Ero
A 2D side-scrolling platform game for mobile phones.
Ero was my final year project for University and was a side scrolling 2D platform game for mobile devices. The basic premise of this game was to navigate across a World of increasing difficulty while avoiding enemies and collecting keys.
It was great fun to work on a project like this and, while at the start, it was a huge learning curve, I learned a lot from building it. There is a big challenge to face when it comes to having to write performant code on very limited hardware.
Here are some of the key points and challenges encountered and how I was able to solve them:
- We were working with a Nokia 3220 which was an entry level phone with a basic colour screen. With this, there was access to only 1mb of RAM for Java (J2ME) applications. This was significantly less powerful than my development PC at the time.
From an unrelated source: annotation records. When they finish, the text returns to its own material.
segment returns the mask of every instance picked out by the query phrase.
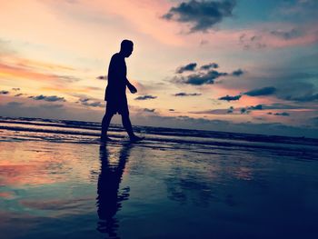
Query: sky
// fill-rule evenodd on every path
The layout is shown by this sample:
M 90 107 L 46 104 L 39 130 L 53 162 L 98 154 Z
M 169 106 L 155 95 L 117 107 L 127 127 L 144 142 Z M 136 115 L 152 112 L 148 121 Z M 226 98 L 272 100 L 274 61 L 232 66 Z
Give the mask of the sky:
M 0 5 L 1 116 L 100 122 L 130 39 L 133 124 L 318 137 L 316 0 Z

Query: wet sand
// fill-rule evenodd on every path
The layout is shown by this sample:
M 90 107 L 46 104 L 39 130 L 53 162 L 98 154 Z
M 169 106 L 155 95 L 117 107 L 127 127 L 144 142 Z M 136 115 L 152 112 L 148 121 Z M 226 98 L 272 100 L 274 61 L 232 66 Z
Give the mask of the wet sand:
M 318 233 L 314 144 L 274 147 L 230 138 L 194 144 L 204 140 L 161 135 L 131 144 L 114 130 L 115 141 L 104 145 L 94 134 L 1 125 L 2 238 L 314 238 Z

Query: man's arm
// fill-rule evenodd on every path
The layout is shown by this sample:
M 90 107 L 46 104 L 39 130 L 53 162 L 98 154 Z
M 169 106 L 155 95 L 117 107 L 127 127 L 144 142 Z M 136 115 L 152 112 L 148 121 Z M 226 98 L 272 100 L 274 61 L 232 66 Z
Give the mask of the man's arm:
M 137 89 L 136 87 L 134 87 L 129 81 L 128 79 L 126 78 L 126 85 L 128 87 L 128 89 L 130 90 L 131 93 L 134 94 L 137 92 Z

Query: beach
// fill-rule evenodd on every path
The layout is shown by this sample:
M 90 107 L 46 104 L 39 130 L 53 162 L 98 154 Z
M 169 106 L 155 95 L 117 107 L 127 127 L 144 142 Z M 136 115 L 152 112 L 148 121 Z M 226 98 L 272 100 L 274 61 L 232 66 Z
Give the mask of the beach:
M 318 140 L 0 120 L 1 238 L 314 238 Z

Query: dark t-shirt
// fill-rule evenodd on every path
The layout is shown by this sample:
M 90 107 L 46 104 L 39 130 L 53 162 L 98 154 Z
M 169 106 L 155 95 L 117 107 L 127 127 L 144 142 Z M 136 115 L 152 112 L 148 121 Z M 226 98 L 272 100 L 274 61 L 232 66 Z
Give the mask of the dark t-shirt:
M 124 57 L 119 53 L 114 54 L 108 67 L 108 84 L 104 95 L 105 101 L 118 103 L 126 101 L 126 75 L 127 67 Z

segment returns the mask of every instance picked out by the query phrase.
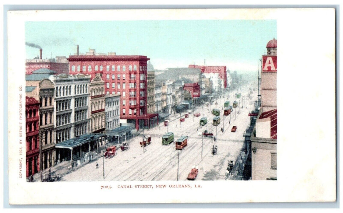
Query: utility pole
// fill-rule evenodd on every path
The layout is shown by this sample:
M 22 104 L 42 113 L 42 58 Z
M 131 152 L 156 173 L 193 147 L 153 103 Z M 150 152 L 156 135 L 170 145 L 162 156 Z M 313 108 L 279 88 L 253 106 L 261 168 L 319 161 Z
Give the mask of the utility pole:
M 180 155 L 180 152 L 177 153 L 177 180 L 179 180 L 179 156 Z
M 104 150 L 103 150 L 103 175 L 104 175 L 104 179 L 105 179 L 105 160 L 104 159 L 105 158 L 104 156 Z
M 201 159 L 202 159 L 202 144 L 204 142 L 204 135 L 201 133 Z

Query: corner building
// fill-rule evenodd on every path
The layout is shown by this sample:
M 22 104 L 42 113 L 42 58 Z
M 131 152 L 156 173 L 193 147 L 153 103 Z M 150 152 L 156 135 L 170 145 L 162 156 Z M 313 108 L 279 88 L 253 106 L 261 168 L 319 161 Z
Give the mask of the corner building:
M 144 120 L 145 125 L 146 120 L 151 118 L 146 114 L 146 62 L 150 59 L 142 55 L 117 55 L 114 52 L 100 54 L 92 50 L 85 55 L 69 56 L 69 74 L 90 75 L 91 80 L 99 74 L 105 82 L 105 94 L 121 95 L 120 119 L 135 123 L 137 129 L 140 120 Z

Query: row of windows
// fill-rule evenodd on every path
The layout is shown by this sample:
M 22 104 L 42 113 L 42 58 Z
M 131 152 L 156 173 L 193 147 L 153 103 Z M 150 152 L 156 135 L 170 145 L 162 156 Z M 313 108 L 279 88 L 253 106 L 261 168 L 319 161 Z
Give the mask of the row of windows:
M 39 119 L 41 126 L 52 123 L 53 123 L 52 112 L 51 112 L 49 113 L 46 112 L 45 113 L 41 113 L 39 116 Z
M 26 110 L 25 112 L 26 115 L 26 118 L 28 118 L 31 117 L 34 117 L 38 116 L 38 110 L 34 109 L 33 110 L 31 109 Z
M 74 132 L 75 137 L 86 133 L 87 132 L 87 123 L 75 126 Z
M 74 115 L 74 119 L 75 121 L 84 120 L 87 118 L 87 110 L 83 110 L 75 112 Z
M 48 103 L 48 100 L 49 100 Z M 40 102 L 40 104 L 39 104 L 39 107 L 51 106 L 53 104 L 52 97 L 52 96 L 50 96 L 49 97 L 40 97 L 39 102 Z
M 71 71 L 73 72 L 75 72 L 75 68 L 76 68 L 77 69 L 78 72 L 80 72 L 81 71 L 81 66 L 80 65 L 78 65 L 77 66 L 75 67 L 74 65 L 73 65 L 71 66 Z M 93 71 L 92 67 L 91 65 L 88 65 L 87 66 L 87 70 L 88 72 L 92 72 Z M 112 65 L 110 67 L 110 70 L 113 72 L 116 71 L 115 70 L 116 66 L 114 65 Z M 121 67 L 121 71 L 123 72 L 125 72 L 126 71 L 126 66 L 125 65 L 123 65 Z M 132 71 L 132 65 L 129 65 L 129 71 Z M 86 65 L 82 65 L 82 72 L 86 72 Z M 106 71 L 107 72 L 109 72 L 110 70 L 110 67 L 109 65 L 106 65 Z M 140 66 L 139 67 L 139 70 L 140 71 L 145 71 L 146 70 L 146 67 L 144 66 Z M 104 70 L 104 67 L 102 65 L 100 65 L 99 66 L 98 65 L 95 65 L 94 66 L 94 71 L 103 71 Z M 137 65 L 133 65 L 133 70 L 134 71 L 137 71 Z M 121 71 L 121 66 L 120 65 L 118 65 L 117 66 L 117 72 L 120 72 Z
M 68 113 L 56 116 L 56 125 L 59 126 L 70 123 L 71 113 Z
M 75 85 L 74 88 L 74 95 L 87 93 L 88 86 L 88 85 L 87 84 Z M 70 96 L 72 95 L 71 86 L 57 87 L 55 89 L 56 90 L 56 97 Z
M 92 102 L 91 105 L 91 111 L 96 111 L 99 110 L 102 110 L 104 108 L 104 101 L 102 100 Z
M 28 122 L 26 124 L 26 133 L 31 132 L 38 129 L 38 122 Z
M 52 130 L 46 130 L 45 132 L 42 136 L 43 141 L 42 143 L 44 143 L 45 145 L 48 143 L 51 143 L 53 142 L 52 141 Z
M 113 121 L 106 122 L 106 128 L 108 129 L 117 126 L 119 126 L 119 119 L 115 119 Z
M 106 107 L 110 107 L 114 106 L 118 106 L 119 105 L 119 101 L 114 100 L 110 102 L 108 102 L 106 103 Z
M 91 89 L 91 94 L 92 96 L 105 95 L 105 89 L 104 87 L 97 87 Z
M 31 151 L 39 148 L 38 136 L 28 137 L 26 139 L 26 151 Z
M 111 117 L 113 116 L 119 115 L 119 109 L 111 110 L 106 113 L 106 117 Z
M 70 138 L 71 127 L 68 127 L 56 131 L 56 140 L 58 143 L 63 141 Z
M 137 110 L 136 110 L 136 109 L 134 109 L 134 110 L 133 110 L 133 115 L 135 115 L 136 114 L 137 114 Z M 123 109 L 123 115 L 125 115 L 125 113 L 126 113 L 126 110 L 125 110 L 125 109 Z M 130 109 L 129 109 L 129 115 L 132 115 L 132 110 Z
M 61 100 L 56 101 L 56 110 L 57 111 L 65 110 L 70 109 L 70 99 Z
M 87 97 L 82 97 L 75 99 L 75 108 L 81 107 L 87 105 Z

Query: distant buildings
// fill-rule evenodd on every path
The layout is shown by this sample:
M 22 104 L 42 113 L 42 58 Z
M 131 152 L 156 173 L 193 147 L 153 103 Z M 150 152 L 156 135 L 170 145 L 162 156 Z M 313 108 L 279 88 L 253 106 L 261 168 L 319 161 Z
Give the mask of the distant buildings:
M 32 97 L 26 97 L 26 177 L 39 172 L 39 102 Z
M 148 113 L 153 113 L 155 111 L 155 72 L 147 72 L 147 112 Z
M 68 73 L 69 62 L 67 58 L 58 56 L 56 59 L 42 59 L 42 49 L 39 50 L 40 55 L 33 59 L 26 59 L 25 63 L 25 74 L 29 75 L 35 70 L 42 68 L 49 69 L 56 71 L 57 74 Z
M 71 74 L 90 75 L 93 79 L 99 73 L 105 82 L 106 94 L 121 95 L 120 119 L 135 123 L 137 129 L 139 120 L 146 117 L 146 62 L 149 59 L 141 55 L 117 55 L 115 52 L 97 54 L 93 49 L 68 58 Z M 154 116 L 148 115 L 148 119 Z

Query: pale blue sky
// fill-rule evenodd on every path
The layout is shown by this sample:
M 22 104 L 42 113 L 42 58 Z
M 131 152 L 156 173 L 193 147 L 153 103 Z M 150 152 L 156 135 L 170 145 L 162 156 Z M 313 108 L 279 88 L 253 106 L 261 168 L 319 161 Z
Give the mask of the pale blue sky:
M 95 49 L 117 55 L 146 55 L 155 69 L 189 64 L 225 65 L 256 71 L 267 43 L 276 39 L 275 20 L 170 20 L 28 22 L 26 41 L 43 49 L 43 58 Z M 33 59 L 38 49 L 26 46 Z

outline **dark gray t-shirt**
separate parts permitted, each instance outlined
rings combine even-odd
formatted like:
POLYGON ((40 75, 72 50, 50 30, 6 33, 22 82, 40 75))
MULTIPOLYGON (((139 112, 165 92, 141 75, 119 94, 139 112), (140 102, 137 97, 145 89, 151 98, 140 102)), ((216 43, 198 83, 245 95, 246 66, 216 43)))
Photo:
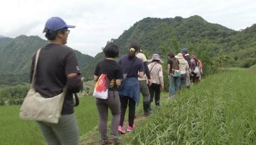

- I needed to carry out several calculations behind the scenes, such as where to position AI enemies, where to scroll sprites to, and how to control the physics of the main character. All of this needed to be done in a few milliseconds so as to ensure a smooth framerate.
- The first approach to managing sprites that I took was a disaster. I would grab the coordinates of each of the sprites contained in an in-memory array and update individually. Doing this had no real performance hit on a modern and fast PC, but it really brought the phone to its knees.
- I deciced I had to make a second run at this. I succeeded in coming up with a much simpler and faster solition. Every time there was movement on the screen on a particular axis, I would update the diff for each access. The sprites would then get their position and offset against these diffs, so that they knew where they needed to be on the screen for each repaint. This solved the performance issues immediately and the game ran smoothly on the phone. This was most certainly a valuable lesson learned.
- For the sprites in the game, I used Blender to create an animate the main character, the key tokens and the enemies. I was able to split the animations out into individual PNGs to make up the frames.
- Java (J2ME & MiDP 1.0) had a nice mutlithread set up, so I was able to leverage this to manage separation of concerns and minimise performance impact.